TEMPO.CO, Depok - Kementerian Kelautan dan Perikanan telah menenggelamkan lebih dari 200 kapal asing dan Indonesia, yang melanggar selama dua tahun pemerintahan Joko Widodo-Jusuf kalla . Staf Khusus Satuan Tugas Anti Ilegal Unreported and Unregulated Kementerian Kelautan dan Perikanan Yunus Husein mengatakan setiap hari hampir selalu ada kapal ilegal yang ditangkap.
"Mereka banyak ditangkap di dekat Natuna dan Bitung," kata Yunus dalam diskusi penegakan hukum pada penangkapan ikan ilegal oleh kapal asing di Zona Ekonomi Ekslusif Indonesia di Fakultas Hukum Universitas Indonesia, Depok, Kamis, 20 Oktober 2016.
Yunus menuturkan kapal asing yang melanggar kebanyakan ditangkap di Zona Ekonomi Ekslusif. Ada juga kapal Indonesia yang ditangkap karena mempekerjakan anak buah kapal asing yang menggunakan identitas KTP Indonesia palsu.
Kapal penangkap ikan yang melanggar diperbatasan Indonesia dan Filipina, biasanya kapal-kapal kecil. Negara Vietnam yang paling banyak melanggar dan kapalnya ditenggelamkan. "Kami tidak pernah memberikan izin kapal asing," ucapnya.
Yunus mengatakan masih banyak kapal lokal yang menggunakan cantrang, dan bahan peledak dalam mencari ikan. Sejauh ini, mereka tidak bisa dipidana karena masih menunda penerapan aturan tersebut sampai akhir tahun. "Sejauh ini larangan cantrang baru berupa surat edaran," ujarnya.
Baca Juga:
Selain itu, banyak nelayan lokal yang menangkap ikan di luar wilayah yang diizinkan. "Kalau sampai mereka melanggar bakal didenda, yang bisa mencapai Rp250 juta," kata Yunus.

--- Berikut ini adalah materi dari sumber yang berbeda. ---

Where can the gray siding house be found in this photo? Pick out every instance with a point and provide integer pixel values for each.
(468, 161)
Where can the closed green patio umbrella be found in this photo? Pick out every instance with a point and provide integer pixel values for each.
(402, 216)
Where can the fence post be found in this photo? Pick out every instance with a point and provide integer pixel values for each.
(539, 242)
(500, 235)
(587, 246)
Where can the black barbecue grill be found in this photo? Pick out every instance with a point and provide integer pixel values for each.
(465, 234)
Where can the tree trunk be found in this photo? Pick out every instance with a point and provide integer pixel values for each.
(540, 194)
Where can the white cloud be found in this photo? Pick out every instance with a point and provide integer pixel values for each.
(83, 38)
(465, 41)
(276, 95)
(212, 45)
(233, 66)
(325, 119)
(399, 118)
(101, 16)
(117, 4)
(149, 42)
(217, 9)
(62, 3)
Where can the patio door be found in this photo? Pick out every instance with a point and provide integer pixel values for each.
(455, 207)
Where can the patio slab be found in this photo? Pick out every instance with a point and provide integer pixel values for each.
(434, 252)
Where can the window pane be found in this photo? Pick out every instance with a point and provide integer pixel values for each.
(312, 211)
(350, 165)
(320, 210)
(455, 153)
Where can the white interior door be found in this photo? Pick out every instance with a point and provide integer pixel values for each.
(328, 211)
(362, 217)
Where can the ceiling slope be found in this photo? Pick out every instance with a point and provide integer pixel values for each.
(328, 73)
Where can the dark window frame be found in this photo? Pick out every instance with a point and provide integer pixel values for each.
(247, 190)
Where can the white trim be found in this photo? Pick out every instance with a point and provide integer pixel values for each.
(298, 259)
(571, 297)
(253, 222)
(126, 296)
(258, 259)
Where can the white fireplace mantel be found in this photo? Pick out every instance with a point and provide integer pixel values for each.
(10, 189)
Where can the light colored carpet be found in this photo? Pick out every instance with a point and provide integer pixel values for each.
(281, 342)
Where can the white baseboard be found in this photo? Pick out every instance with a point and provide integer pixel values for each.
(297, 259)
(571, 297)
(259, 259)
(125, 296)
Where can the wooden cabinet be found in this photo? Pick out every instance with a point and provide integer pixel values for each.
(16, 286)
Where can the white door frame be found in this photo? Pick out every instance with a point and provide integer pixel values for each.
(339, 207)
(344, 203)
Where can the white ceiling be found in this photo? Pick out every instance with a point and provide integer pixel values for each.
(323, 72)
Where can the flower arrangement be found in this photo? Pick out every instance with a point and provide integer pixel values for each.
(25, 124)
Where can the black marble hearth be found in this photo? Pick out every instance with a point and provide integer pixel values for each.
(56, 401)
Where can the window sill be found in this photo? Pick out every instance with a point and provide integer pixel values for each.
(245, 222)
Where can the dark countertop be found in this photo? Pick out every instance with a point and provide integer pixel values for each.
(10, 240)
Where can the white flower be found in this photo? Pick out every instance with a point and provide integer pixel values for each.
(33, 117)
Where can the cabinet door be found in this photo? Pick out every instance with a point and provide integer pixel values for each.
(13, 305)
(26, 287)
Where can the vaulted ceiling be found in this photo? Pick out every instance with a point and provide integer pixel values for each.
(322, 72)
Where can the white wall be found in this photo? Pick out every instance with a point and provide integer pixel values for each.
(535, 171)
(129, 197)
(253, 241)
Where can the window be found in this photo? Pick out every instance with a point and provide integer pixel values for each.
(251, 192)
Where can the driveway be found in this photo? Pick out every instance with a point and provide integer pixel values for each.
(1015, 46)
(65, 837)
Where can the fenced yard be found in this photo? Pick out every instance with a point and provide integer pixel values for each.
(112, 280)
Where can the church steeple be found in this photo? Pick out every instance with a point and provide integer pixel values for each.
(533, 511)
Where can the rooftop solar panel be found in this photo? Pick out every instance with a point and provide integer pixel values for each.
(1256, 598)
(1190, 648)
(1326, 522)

Namun begitu, kata dia, yang menjadi pertanyaan adalah kapal Indonesia didenda saat mengambil ikan di negara sendiri. Sedangkan, banyak kapal asing yang mengambil ikan di Zona Ekonomi Ekslusif. "Selama ini kapal asing didenda. Tapi, jika tidak bayar denda mereka subsider kurungan penjara susah. Sebab, menurut Mahkamah Agung tidak boleh dikurung,"kata Yunus.
Ia menuturkan selama ini kapal yang melanggar lebih banyak ditenggelamkan dari pada disita. Sebab, biaya menenggelamkan lebih murah. "Kendalanya kalau menenggelamkan butuh waktu lama," ujarnya.
Kapal yang dirampas negara lebih banyak ditenggelamkan dari pada diserahkan kepada pihak lain, seperti universitas, pemerintah daerah dan nelayan. "Soalnya, pernah diberikan ke universitas tapi tidak pernah diambil,"kata Yunus.
Jika diberikan ke Pemda pun, kata Yunus, tidak ada yang merawatnya. Dan jika diberikan ke nelayan bisa dijual lagi. "Masalah lain jika dilelang yang membeli dia, dia lagi," tuturnya.